The low number of some of the examined subgroups and the methodological differences, eg. different disease classifications (ICD-10, DSM-IV) could be the reason for the differences between the data presented in this paper and the information presented in the literature.

Another weak point of the study is the way these data were collected. It did not allow for a more precise assessment of, e.g. risk factors (serious risky behaviour, upbringing in an incomplete family, problems with learning etc.) or psychosocial consequences of using illicit drugs.

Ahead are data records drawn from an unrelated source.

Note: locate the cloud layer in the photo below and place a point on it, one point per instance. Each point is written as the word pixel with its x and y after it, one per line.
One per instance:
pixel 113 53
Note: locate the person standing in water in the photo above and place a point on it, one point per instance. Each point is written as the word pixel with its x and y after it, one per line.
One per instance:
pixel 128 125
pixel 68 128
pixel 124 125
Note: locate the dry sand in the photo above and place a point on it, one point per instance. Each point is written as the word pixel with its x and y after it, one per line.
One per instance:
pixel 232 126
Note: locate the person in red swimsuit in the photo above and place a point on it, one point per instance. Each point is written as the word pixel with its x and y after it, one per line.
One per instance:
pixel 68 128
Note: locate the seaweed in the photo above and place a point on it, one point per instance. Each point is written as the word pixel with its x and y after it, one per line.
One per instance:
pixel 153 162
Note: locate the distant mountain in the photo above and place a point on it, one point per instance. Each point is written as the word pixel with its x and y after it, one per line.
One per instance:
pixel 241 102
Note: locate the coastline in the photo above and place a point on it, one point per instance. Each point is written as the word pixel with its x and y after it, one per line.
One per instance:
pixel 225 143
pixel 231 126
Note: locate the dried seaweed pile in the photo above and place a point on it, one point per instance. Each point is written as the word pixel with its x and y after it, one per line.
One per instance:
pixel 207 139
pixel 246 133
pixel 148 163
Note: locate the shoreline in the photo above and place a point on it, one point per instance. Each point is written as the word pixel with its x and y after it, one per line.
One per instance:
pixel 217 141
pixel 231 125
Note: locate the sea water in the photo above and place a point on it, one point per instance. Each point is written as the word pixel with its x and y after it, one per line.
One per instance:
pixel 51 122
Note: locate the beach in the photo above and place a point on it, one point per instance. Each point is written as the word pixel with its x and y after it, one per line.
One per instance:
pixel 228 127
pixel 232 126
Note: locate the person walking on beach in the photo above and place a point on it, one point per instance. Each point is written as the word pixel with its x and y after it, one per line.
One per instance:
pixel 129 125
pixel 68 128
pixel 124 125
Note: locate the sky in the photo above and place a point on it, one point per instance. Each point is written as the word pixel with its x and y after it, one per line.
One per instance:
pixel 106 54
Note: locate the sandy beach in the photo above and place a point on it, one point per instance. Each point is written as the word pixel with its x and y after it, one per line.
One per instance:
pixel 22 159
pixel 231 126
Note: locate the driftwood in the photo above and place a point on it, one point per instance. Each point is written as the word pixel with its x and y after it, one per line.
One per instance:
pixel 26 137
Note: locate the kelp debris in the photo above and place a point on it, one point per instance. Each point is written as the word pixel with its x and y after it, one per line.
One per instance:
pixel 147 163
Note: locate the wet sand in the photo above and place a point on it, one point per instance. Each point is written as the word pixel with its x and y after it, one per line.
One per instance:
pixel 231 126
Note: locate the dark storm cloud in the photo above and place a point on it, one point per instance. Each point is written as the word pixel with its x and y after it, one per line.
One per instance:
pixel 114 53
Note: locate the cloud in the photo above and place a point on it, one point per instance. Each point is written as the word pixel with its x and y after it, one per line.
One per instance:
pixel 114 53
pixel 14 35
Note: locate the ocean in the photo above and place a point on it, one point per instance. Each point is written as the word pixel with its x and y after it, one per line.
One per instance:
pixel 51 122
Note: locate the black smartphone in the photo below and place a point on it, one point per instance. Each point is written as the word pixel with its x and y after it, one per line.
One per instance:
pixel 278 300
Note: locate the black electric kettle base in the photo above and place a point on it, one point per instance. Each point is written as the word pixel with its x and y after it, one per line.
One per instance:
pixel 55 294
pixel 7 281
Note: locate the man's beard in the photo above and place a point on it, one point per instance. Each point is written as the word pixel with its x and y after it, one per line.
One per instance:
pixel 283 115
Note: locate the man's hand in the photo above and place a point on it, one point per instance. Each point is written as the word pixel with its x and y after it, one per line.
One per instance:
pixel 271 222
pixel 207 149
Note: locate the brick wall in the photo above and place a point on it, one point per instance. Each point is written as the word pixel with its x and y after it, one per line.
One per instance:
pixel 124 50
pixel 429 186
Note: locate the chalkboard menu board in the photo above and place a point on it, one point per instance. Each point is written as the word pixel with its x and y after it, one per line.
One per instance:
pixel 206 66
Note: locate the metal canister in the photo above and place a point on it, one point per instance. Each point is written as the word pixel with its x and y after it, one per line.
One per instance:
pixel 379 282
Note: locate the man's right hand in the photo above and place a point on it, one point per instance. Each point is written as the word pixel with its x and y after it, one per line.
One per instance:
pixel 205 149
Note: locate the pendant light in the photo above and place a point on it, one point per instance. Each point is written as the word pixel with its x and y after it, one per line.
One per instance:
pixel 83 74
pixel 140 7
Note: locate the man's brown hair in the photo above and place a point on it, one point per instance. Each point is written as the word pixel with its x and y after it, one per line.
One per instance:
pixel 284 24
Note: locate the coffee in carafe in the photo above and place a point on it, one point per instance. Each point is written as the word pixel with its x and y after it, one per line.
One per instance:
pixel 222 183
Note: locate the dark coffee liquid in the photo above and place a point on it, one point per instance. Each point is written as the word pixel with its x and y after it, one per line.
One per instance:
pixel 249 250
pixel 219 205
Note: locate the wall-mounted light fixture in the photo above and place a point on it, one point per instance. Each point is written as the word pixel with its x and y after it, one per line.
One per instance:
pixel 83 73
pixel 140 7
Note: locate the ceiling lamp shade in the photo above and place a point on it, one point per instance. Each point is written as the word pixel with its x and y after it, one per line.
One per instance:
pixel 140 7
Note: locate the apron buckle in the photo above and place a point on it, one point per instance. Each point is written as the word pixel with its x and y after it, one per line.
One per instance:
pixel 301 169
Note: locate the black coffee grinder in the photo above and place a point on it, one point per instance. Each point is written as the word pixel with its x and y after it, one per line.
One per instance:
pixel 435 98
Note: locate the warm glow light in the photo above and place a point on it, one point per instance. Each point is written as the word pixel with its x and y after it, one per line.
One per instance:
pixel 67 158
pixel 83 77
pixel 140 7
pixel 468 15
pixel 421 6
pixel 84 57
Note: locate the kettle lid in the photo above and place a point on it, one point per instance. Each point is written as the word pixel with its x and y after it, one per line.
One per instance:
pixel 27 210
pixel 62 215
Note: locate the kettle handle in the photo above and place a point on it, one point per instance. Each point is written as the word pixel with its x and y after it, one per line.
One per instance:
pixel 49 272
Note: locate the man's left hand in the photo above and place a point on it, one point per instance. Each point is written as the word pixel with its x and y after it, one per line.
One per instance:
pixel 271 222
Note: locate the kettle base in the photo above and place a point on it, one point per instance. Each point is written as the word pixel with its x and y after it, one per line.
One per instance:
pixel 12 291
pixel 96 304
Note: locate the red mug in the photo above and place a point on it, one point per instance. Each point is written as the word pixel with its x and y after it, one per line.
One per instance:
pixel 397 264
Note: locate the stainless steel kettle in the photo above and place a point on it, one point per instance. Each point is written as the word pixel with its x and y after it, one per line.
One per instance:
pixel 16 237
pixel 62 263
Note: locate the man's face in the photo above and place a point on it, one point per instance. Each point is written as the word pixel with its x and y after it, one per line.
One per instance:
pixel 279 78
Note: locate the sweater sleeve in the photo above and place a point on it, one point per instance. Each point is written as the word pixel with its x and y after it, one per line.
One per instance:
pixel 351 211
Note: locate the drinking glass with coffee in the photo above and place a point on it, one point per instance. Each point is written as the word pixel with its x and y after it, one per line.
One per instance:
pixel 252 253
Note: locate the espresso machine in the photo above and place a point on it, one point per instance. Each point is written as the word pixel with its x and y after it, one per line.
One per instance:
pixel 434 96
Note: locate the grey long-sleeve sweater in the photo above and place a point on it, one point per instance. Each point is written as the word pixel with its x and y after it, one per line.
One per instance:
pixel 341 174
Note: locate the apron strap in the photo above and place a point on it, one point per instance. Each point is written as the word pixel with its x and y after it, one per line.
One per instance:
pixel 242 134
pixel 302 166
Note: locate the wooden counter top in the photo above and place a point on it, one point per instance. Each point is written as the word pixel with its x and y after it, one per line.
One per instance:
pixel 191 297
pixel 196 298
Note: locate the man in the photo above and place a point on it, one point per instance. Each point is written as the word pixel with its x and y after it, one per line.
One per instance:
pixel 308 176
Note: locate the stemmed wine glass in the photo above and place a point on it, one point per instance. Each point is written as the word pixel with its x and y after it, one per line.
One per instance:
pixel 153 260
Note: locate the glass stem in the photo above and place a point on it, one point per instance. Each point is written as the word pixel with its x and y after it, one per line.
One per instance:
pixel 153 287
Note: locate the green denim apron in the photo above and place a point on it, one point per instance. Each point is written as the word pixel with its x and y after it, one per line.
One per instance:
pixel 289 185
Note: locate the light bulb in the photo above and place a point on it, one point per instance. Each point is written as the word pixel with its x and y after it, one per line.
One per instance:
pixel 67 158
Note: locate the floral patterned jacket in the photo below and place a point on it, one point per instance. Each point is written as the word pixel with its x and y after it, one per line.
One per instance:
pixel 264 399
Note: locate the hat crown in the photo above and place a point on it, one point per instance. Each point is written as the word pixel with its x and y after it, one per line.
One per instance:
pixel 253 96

The retrospective analysis of medical documentation due to any patient’s highly individual psychiatric documentation did not give a chance for a very thorough study of separate factors.

Conclusions and implications

Our findings have shown the significant prevalence of the phenomenon in population of adolescent and youth psychiatric patients in Poland. Our results indicate that the older the people within a certain group, the higher is the likelihood of using illicit substances. Additionally, we found a statistically significant association between NPS use and schizophrenia spectrum disorders (F20–F29). Nowadays, there is a visible need for further studies aimed at e.g., validating the risk factors and psychological consequences for the local population.